Tag Archives: rolling stones

The Devil and Robert Johnson

His guitar wizardry made folks in the Mississippi Delta believe he had sold his soul to the Devil in exchange for his talent.

When Keith Richards of the Rolling Stones first heard one of his recordings, he couldn’t believe it was only one guy on the guitar and asked, “Who’s the other guy playing with him?”

Blues guitar great Robert Johnson, who was born 100 years ago yesterday in Mississippi, is truly one of the “legendary” founders of blues and rock and roll; a legend that is based as much on his flimsy biography as for his guitar proficiency.

Although he was later one of the founding inductees into the Rock and Roll Hall of Fame, he was almost completely unknown during his lifetime. What is known is that he was born in Mississippi and spent some time in Memphis as a boy, where his father moved after separating from his mother.

As a young man he played harmonica and jaw harp in the Delta, where musicians claimed he was a terrible guitarist at the time. He reemerged a short-time later as a beast on the strings, birthing a myth that he had entered into a pact with the Lord of Darkness at a crossroads at midnight.

Were it not for a handful of poor recordings made in San Antonio in 1936 and a year later in Dallas, his name and image would most likely have been forgotten forever.

Instead, when his recordings resurfaced in the early 60s, he was able to influence several soon to be rock guitar gods, like Eric Clapton, Keith Richards, and Jimmy Page.

In August 1938, Johnson was playing shows around Greenwood, Mississippi, when he died from poison said to have been administered by the jealous husband of a woman he was seeing.

His death at the age of 27 began a dark tradition later continued by Jim Morrison, Janis Joplin, Jimi Hendrix, and Kurt Cobain.


Crashing Down

Taking Woodstock, the 2009 Ang Lee film based on the chaotic birth of the most famous rock festival in history, chronicles how despite eleventh-hour venue changes, inadequate facilities and infrastructure, and oceans of mud, Woodstock somehow came together.

Four months later, and 3000 miles to the west, the Woodstock-high came crashing down at the ill-fated Altamont Free Concert, which took place on December 6, 1969, near Livermore, California. Whereas Woodstock turned out to be a relatively incident-free invasion of a half-million hippies, Altamont became something altogether different. Intended as a peaceful sayonara to the 60s, it quickly turned violent, culminating in the stabbing death of a member of the audience only yards away from the Rolling Stones who were on-stage at the time. The tragedy of Altamont was caught on film in 1970’s Gimme Shelter.

Altamont was a mess from the start. Just as permit problems in New York caused Woodstock to take place one-hundred miles away from the town of Woodstock where it was originally scheduled, Altamont had two-last minute venue changes. The concert was originally planned for San Francisco’s Golden Gate Park, then moved to a racetrack in Sonoma, California, and again to the Altamont Speedway only two days before the event began. The hastily-constructed stage was only three-feet tall, with no barrier between the acts and the 300,000 members of the audience. Some fool got the idea to hire the Hell’s Angels motorcycle gang for $500 worth of beer to act as a buffer between the stage and the crowd.

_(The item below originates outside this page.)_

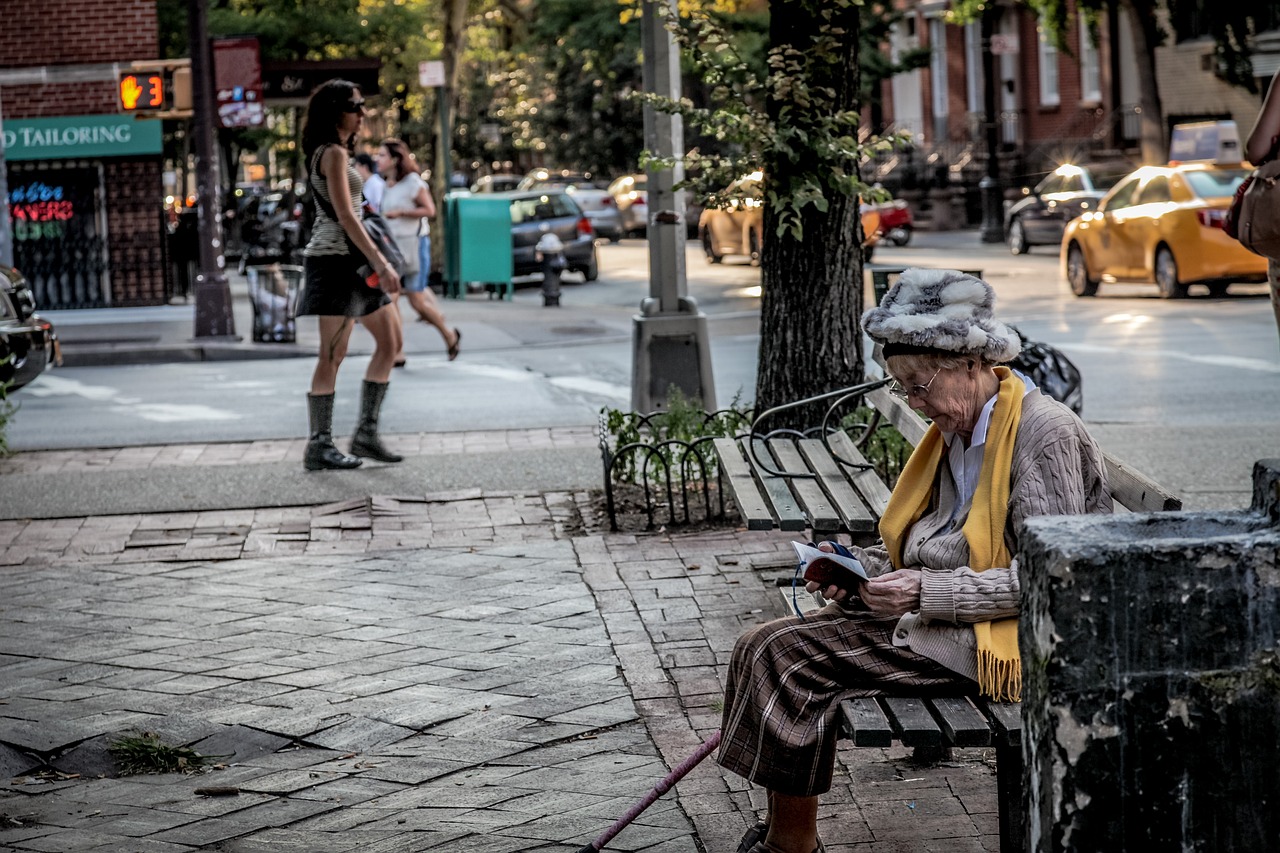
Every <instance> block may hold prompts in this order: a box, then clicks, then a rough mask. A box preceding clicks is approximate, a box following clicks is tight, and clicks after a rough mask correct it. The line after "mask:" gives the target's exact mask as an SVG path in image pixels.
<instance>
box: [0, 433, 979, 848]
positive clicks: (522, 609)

After a day of steady drinking and pill-popping, both the Angels and the crowd got increasingly agitated. Things escalated when someone knocked over one of their motorcycles, and the Angels retaliated by throwing cans of beer at the crowd and swinging pool cues and motorcycle chains. After Marty Balin of the Jefferson Airplane got knocked unconscious by an Angel during his band’s performance, The Grateful Dead, one of the movers behind the event, refused to play.

After sundown the Stones took the stage. They had to stop playing during their third song to calm the audience. During Under My Thumb, their seventh song, an eighteen-year-old African-American man named Meredith Hunter pulled a gun near the stage and is believed to have fired one shot. He was stabbed to death by Hell’s Angel Alan Passaro. The Stones kept playing, fearing that an early exit might elicit more violence from the crowd. Ironically, their final number that night was Street Fighting Man.

In the aftermath of the festival, Alameda County officials barred future concerts from ever taking place at the raceway. The owner of the venue later sued the Rolling Stones for $500,000, and the band eventually paid him a $10,000 settlement.

Passaro was tried for murder but acquitted. In 1985, his body was found floating in a reservoir. Although foul play was suspected, no arrests have ever been made.

Years later, it was revealed that some members of the Hell’s Angels plotted to kill Mick Jagger in retaliation for how the gang was portrayed in Gimme Shelter.

One lingering mystery is who Hunter intended to shoot that night. Most believe it to be one of the Hell’s Angels, who Hunter had scuffled with earlier, but others think that Hunter, who was high on methamphetamines, was aiming at the stage. Had the bullet connected with Mick Jagger, or one of the other Stones, we may have had two rock gods to mourn this week.